Se eu pedisse a você para imaginar um país onde existem mais celulares do que habitantes, é provável que você pensasse em um lugar super desenvolvido, tecnológico, onde todos vivem conectados, certo? E se eu te dissesse que, apesar de possuir cerca de 30 milhões de smartphones “sobrando”, ⅓ da população desse país vive sem internet? Pois esta é a realidade do Brasil.
Segundo dados de 2022 do IBGE, o país conta com 242 milhões de celulares inteligentes em uso, distribuídos entre 214 milhões de habitantes. Como já era de se esperar, no entanto, essa distribuição está longe de ser igualitária. Uma pesquisa realizada pela GSMA em parceria com as operadoras Algar, Telecom, Claro, TIM e Vivo revelou que 71 milhões de brasileiros vivem desconectados. Desses, 54 milhões – 25% da população – vivem em áreas com cobertura de rede, mas mesmo assim não acessam serviços de internet móvel.
Principais desafios
Entre as principais barreiras à conectividade apontadas pelo estudo está o chamado “letramento digital”. Alice Lana, coordenadora da área de Cultura e Conhecimento do InternetLab, explica que a inabilidade das pessoas de usarem as TICs (Tecnologias da Informação e Comunicação) se compara ao conceito de analfabetismo funcional. “Uma pessoa pode ser alfabetizada, mas não conseguir depreender o que está sendo dito em um texto. O mesmo acontece com o uso da internet: há pessoas que sabem usar a tecnologia, mas não compreendem exatamente o que está sendo feito ali”.
Segundo a especialista, o Brasil está dando os primeiros passos rumo ao letramento digital da população, mas ainda há um longo caminho a ser percorrido. “Estamos começando a falar sobre o assunto nas escolas, e isso não tem nada a ver com ensinar a fazer código ou a programar, mas com mostrar parâmetros de bom uso da rede, entender que a internet é muito mais do que WhatsApp e Facebook e ensinar a questionar informações. Explicar que a internet não é uma terra sem lei, que as atitudes online têm consequências, também entra na questão do letramento digital e é uma forma de combater os discursos de ódio”, explica.
Outro gargalo importante indicado na pesquisa é a acessibilidade, que leva em conta preços dos serviços móveis e dos telefones celulares, desigualdade de renda e tributação. Segundo o estudo, apesar da constante redução dos preços dos serviços e dos smartphones (o custo de um aparelho caiu de 15% do PIB per capita em 2018 para 6% em 2021), a desigualdade de renda e os altos impostos dificultam o acesso da população à internet móvel.
“Pensar em acessibilidade é pensar na chamada ‘conectividade significativa’. Esse conceito engloba quatro elementos que precisam existir para que possamos classificar uma conectividade como ‘de verdade’. O primeiro deles é uma velocidade de internet semelhante ao 4G; segundo, a propriedade de um smartphone; terceiro, o uso diário da internet; e quarto, o acesso ilimitado à rede em um ambiente regular, ou seja, em casa, no local de estudo ou no trabalho. É preciso entender que conectividade não é um mero acesso”, destaca Lana.
Brasil x América Latina
O estudo da GSMA também fez uma comparação entre Brasil, América Latina e países líderes em conectividade móvel. A dimensão geográfica do Brasil é tida como um grande desafio para a expansão da cobertura, mas ainda assim, o país teve avanços nos últimos anos e ficou no meio do caminho: enquanto a América Latina tem 59% da população conectada a uma rede móvel, o Brasil tem 67% e os líderes, 81%.
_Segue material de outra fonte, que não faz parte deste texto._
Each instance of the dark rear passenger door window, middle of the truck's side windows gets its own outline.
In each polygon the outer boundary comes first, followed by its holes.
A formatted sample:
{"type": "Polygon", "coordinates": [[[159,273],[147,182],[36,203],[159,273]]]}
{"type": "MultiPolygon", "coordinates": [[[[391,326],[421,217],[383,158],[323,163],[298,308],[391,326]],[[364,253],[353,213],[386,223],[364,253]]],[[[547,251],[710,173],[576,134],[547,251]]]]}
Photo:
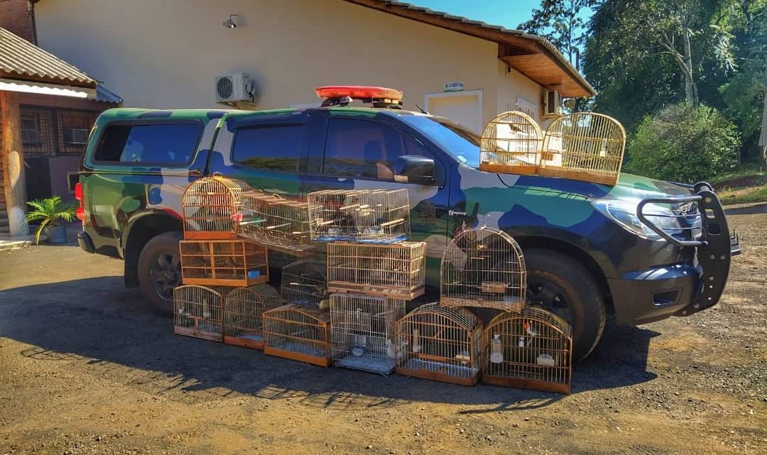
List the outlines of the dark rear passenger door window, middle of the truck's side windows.
{"type": "Polygon", "coordinates": [[[303,125],[242,128],[235,137],[232,160],[253,168],[296,172],[304,137],[303,125]]]}

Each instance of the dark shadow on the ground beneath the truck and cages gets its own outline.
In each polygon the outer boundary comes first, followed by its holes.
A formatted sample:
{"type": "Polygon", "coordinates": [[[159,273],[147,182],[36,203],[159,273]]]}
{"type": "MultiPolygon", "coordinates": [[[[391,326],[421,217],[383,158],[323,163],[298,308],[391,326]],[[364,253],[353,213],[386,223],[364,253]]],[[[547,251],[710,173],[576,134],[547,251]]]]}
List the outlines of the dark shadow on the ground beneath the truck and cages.
{"type": "MultiPolygon", "coordinates": [[[[471,406],[465,412],[540,408],[561,395],[482,385],[384,378],[318,368],[262,352],[173,335],[121,277],[22,286],[0,292],[0,336],[32,345],[19,355],[190,403],[250,395],[321,408],[387,408],[411,401],[471,406]],[[479,408],[477,408],[479,407],[479,408]],[[486,408],[482,408],[486,407],[486,408]]],[[[608,326],[596,351],[576,365],[573,392],[649,381],[647,348],[657,332],[608,326]]]]}

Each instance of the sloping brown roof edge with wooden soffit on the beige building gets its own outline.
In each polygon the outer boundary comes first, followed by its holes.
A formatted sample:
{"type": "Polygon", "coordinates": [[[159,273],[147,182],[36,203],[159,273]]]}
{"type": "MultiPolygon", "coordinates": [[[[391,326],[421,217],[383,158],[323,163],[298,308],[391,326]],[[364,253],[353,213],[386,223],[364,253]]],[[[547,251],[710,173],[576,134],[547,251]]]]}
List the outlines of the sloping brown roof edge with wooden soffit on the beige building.
{"type": "Polygon", "coordinates": [[[344,0],[391,15],[435,25],[499,44],[498,58],[548,90],[564,97],[593,97],[594,87],[547,39],[395,0],[344,0]]]}

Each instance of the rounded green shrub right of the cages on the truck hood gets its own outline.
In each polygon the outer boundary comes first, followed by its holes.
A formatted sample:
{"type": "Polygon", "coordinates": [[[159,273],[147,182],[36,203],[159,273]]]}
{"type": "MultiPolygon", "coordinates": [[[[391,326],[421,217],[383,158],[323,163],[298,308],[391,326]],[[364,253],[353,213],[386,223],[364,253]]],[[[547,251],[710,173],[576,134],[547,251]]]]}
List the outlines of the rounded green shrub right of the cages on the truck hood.
{"type": "Polygon", "coordinates": [[[646,116],[628,144],[627,172],[699,182],[737,165],[738,129],[713,107],[675,104],[646,116]]]}

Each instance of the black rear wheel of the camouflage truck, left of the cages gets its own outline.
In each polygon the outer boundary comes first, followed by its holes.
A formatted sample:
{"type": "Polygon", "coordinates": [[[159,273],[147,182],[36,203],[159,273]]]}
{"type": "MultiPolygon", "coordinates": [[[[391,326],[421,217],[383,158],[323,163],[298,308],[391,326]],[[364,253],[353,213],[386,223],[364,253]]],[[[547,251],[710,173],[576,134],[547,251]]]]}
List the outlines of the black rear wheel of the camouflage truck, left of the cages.
{"type": "Polygon", "coordinates": [[[179,231],[158,234],[146,242],[139,254],[138,278],[144,298],[158,312],[173,313],[173,288],[181,284],[179,231]]]}

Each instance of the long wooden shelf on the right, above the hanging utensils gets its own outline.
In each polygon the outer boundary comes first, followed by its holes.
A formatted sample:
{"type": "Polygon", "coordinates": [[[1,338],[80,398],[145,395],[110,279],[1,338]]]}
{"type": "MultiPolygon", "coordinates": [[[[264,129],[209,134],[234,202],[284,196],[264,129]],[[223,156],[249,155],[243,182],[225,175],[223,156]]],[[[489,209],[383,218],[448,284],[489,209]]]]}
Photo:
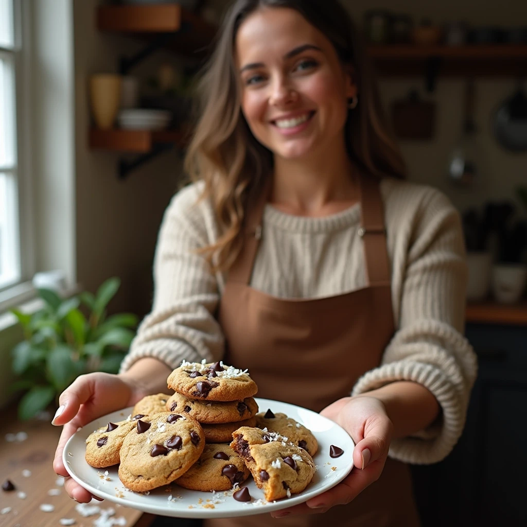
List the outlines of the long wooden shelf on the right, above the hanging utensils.
{"type": "Polygon", "coordinates": [[[502,77],[527,73],[527,44],[370,45],[367,53],[381,76],[423,74],[431,59],[440,62],[440,76],[502,77]]]}

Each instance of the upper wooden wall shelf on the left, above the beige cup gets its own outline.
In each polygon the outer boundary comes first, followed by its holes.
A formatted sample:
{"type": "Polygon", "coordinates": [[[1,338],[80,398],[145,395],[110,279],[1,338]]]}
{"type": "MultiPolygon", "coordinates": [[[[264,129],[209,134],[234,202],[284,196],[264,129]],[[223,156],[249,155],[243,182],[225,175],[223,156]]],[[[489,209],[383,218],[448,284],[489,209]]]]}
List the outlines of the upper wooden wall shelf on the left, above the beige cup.
{"type": "Polygon", "coordinates": [[[97,8],[97,29],[148,36],[173,33],[167,47],[179,53],[201,55],[216,28],[178,4],[102,5],[97,8]]]}

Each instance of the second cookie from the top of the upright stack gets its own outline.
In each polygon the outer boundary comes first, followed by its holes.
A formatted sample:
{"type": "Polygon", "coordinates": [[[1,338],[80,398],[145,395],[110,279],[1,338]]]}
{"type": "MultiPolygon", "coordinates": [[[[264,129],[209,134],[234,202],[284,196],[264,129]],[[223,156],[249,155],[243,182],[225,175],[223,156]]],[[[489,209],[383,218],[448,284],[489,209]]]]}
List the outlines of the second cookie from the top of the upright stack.
{"type": "Polygon", "coordinates": [[[258,405],[252,397],[243,401],[199,401],[176,392],[167,401],[167,411],[189,414],[199,423],[232,423],[256,415],[258,405]]]}

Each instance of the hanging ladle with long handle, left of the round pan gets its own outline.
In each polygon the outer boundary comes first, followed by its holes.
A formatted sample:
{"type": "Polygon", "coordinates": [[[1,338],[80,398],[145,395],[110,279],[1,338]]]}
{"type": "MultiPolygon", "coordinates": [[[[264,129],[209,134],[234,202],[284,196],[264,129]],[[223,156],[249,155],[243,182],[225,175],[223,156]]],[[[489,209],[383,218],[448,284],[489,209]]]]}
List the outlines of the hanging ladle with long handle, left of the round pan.
{"type": "Polygon", "coordinates": [[[469,79],[465,89],[463,132],[448,159],[448,177],[462,187],[469,187],[477,176],[478,146],[474,122],[474,92],[474,80],[469,79]]]}

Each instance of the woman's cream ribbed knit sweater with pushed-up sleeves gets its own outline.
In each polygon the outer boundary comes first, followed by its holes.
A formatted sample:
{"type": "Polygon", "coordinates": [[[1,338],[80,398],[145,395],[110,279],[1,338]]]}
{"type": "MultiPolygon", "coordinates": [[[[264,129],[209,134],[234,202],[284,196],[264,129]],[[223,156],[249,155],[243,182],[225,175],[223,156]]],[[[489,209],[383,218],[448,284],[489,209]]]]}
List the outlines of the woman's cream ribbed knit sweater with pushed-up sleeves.
{"type": "MultiPolygon", "coordinates": [[[[121,372],[140,357],[171,368],[182,359],[220,360],[224,339],[214,313],[225,287],[194,249],[218,237],[201,186],[178,192],[165,212],[154,261],[155,291],[121,372]]],[[[442,407],[428,430],[392,442],[390,455],[411,463],[442,460],[465,422],[476,376],[475,354],[463,337],[466,267],[460,217],[439,191],[395,179],[382,181],[396,333],[382,364],[358,379],[353,394],[394,380],[426,386],[442,407]]],[[[366,285],[360,204],[323,218],[291,216],[269,204],[251,286],[270,295],[310,298],[366,285]],[[309,256],[309,257],[308,257],[309,256]]]]}

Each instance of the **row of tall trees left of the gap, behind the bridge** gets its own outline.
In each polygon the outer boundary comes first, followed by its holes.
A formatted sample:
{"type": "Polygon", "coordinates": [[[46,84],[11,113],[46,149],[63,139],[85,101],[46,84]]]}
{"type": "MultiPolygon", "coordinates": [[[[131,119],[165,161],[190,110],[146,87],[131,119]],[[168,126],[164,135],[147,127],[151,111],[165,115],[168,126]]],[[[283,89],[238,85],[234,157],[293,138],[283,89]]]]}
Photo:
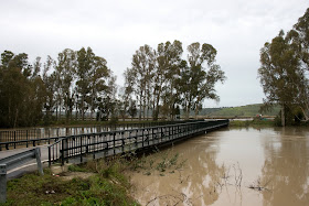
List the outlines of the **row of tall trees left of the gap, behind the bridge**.
{"type": "Polygon", "coordinates": [[[94,112],[113,96],[116,77],[105,58],[90,47],[58,53],[57,59],[47,56],[44,64],[36,57],[29,63],[25,53],[4,51],[0,64],[0,126],[35,126],[41,120],[66,120],[94,112]],[[55,115],[53,115],[55,113],[55,115]]]}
De acordo com a pesquisa, o Brasil tem um dos melhores indicadores de conectividade e rede do continente, e é um dos líderes em avanço do 5G na América Latina. Segundo Lana, muitos pesquisadores e juristas, atualmente, consideram o acesso à internet um direito fundamental. “A internet se tornou um meio essencial para a gente se informar, ter contato com os amigos e até acesso a benefícios do governo. E se, por um lado, ela contribuiu nos últimos anos para a intensificação da desinformação com notícias falsas, de outro ela permite a organização de pessoas de diferentes lugares do mundo em torno de pautas políticas e identitárias e da luta por direitos, atuando como um instrumento para a realização de grandes mudanças positivas na sociedade”.
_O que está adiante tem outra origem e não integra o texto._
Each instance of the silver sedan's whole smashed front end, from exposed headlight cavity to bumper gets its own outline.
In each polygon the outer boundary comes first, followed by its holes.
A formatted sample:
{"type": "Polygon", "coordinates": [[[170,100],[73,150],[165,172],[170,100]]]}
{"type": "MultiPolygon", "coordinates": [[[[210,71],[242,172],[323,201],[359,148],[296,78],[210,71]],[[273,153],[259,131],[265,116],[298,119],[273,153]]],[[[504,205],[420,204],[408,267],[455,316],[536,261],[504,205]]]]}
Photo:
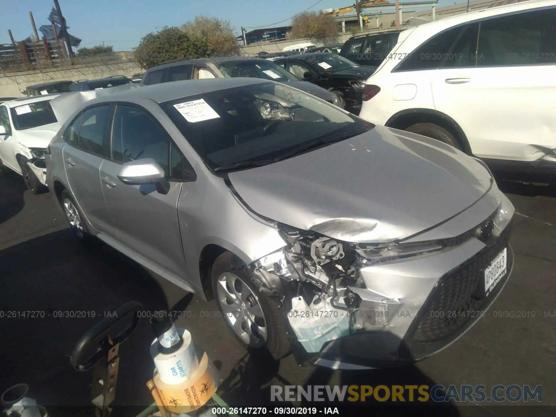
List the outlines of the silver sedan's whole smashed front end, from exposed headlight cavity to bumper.
{"type": "Polygon", "coordinates": [[[251,277],[282,301],[294,355],[302,347],[298,362],[349,357],[342,363],[375,367],[425,358],[463,335],[507,282],[513,208],[502,201],[458,236],[417,242],[347,242],[277,224],[287,244],[253,262],[251,277]],[[502,253],[507,269],[488,291],[484,271],[502,253]]]}

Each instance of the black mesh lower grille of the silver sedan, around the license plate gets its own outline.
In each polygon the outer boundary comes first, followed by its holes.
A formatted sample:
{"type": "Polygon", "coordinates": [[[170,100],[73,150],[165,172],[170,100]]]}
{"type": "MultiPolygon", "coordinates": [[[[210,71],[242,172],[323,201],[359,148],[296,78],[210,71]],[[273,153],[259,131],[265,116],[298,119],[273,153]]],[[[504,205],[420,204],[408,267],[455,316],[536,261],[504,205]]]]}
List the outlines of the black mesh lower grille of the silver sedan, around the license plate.
{"type": "MultiPolygon", "coordinates": [[[[484,294],[484,270],[504,247],[508,246],[510,225],[498,241],[486,247],[470,260],[443,276],[423,306],[423,314],[413,334],[415,343],[436,342],[453,335],[469,320],[480,316],[488,298],[484,294]]],[[[509,263],[509,262],[508,262],[509,263]]],[[[495,292],[508,279],[509,269],[495,292]]]]}

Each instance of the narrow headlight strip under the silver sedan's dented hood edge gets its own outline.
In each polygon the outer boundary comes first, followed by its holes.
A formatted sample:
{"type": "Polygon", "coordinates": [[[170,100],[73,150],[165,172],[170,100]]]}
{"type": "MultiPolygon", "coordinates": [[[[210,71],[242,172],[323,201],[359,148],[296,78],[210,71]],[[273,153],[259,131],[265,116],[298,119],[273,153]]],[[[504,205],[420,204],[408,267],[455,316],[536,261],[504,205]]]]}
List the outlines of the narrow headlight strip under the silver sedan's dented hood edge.
{"type": "Polygon", "coordinates": [[[402,257],[424,255],[443,249],[438,241],[416,242],[408,244],[396,244],[394,242],[385,244],[358,244],[355,251],[363,264],[374,264],[375,262],[398,259],[402,257]]]}

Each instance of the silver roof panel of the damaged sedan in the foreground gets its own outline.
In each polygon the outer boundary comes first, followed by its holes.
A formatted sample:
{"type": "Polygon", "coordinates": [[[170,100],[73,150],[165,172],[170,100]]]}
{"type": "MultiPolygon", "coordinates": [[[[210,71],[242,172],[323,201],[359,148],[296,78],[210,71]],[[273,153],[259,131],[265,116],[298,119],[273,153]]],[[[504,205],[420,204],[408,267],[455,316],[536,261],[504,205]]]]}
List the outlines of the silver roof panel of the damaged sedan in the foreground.
{"type": "Polygon", "coordinates": [[[110,100],[122,100],[126,101],[128,98],[133,97],[145,97],[150,98],[150,100],[157,103],[163,103],[165,101],[176,100],[176,98],[184,98],[190,96],[196,96],[198,94],[209,93],[212,91],[226,90],[227,88],[237,88],[252,84],[262,84],[272,82],[269,80],[263,80],[262,78],[210,78],[207,80],[183,80],[183,81],[172,81],[159,84],[153,84],[150,86],[138,86],[138,88],[131,88],[129,90],[116,90],[117,87],[107,88],[102,93],[102,96],[98,96],[100,100],[105,101],[102,98],[109,98],[110,100]],[[113,90],[113,91],[110,91],[113,90]]]}

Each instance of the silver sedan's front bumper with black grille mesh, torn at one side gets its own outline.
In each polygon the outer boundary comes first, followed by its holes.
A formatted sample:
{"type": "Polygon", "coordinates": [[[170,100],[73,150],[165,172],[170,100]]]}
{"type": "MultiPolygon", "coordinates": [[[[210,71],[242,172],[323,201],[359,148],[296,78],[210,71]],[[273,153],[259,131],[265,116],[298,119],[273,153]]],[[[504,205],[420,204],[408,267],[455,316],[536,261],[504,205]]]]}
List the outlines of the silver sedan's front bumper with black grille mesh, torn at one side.
{"type": "MultiPolygon", "coordinates": [[[[359,322],[355,332],[327,342],[314,355],[294,344],[297,361],[336,369],[403,365],[438,353],[465,334],[502,292],[513,269],[509,237],[514,209],[495,185],[490,194],[498,197],[498,209],[481,217],[484,220],[473,229],[442,239],[443,250],[361,268],[364,287],[349,287],[361,297],[352,318],[359,322]],[[481,241],[476,230],[489,220],[500,234],[481,241]],[[485,294],[485,268],[504,249],[506,271],[494,290],[485,294]]],[[[474,217],[471,213],[484,211],[479,208],[472,207],[453,221],[461,225],[465,217],[474,217]]],[[[440,228],[423,236],[431,234],[441,235],[440,228]]]]}

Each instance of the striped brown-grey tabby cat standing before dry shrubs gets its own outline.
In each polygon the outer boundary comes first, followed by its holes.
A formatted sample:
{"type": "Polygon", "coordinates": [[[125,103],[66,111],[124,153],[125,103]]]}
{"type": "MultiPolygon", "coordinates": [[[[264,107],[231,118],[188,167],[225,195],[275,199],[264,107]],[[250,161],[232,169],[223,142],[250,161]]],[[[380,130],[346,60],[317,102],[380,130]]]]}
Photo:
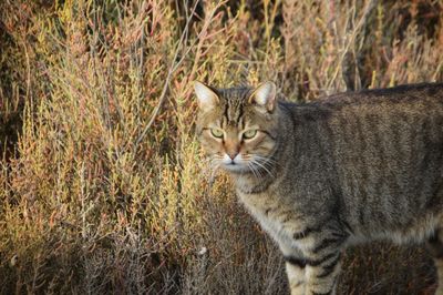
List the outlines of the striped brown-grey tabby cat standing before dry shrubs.
{"type": "Polygon", "coordinates": [[[277,242],[296,294],[336,294],[341,253],[374,240],[425,242],[443,294],[443,83],[309,103],[276,85],[196,81],[196,134],[277,242]]]}

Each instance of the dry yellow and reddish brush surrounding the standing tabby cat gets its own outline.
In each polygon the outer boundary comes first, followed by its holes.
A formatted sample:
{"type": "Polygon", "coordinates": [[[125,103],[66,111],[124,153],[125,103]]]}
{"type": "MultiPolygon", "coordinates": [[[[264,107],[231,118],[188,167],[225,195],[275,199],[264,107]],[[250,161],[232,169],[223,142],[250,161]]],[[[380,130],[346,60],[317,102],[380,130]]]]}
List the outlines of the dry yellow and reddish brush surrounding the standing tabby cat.
{"type": "MultiPolygon", "coordinates": [[[[1,1],[0,293],[286,292],[278,251],[207,171],[192,81],[271,79],[298,101],[442,81],[442,16],[431,0],[1,1]]],[[[430,265],[351,250],[341,289],[431,294],[430,265]]]]}

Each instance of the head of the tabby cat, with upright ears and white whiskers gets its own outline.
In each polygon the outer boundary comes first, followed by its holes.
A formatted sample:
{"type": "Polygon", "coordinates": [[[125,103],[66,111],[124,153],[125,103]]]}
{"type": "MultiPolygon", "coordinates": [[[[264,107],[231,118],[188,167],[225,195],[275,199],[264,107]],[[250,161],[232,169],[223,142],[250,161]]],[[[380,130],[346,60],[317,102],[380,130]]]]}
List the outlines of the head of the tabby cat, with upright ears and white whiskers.
{"type": "Polygon", "coordinates": [[[215,167],[231,173],[269,172],[277,139],[276,85],[215,89],[195,82],[197,134],[215,167]]]}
Lana diz que, para além das questões sociais, a conectividade da população também contribui para o desenvolvimento econômico do país. “Pessoas que estão desconectadas não são apenas potenciais consumidores que estão deixando de comprar online, mas também trabalhadores que estão deixando de ter acesso a vagas de emprego, por exemplo. Quando a gente discute conectividade e acesso das pessoas à internet, a gente está discutindo a efetivação de vários outros direitos para que essas pessoas sejam realmente parte de tudo que o Brasil pode ser”, conclui.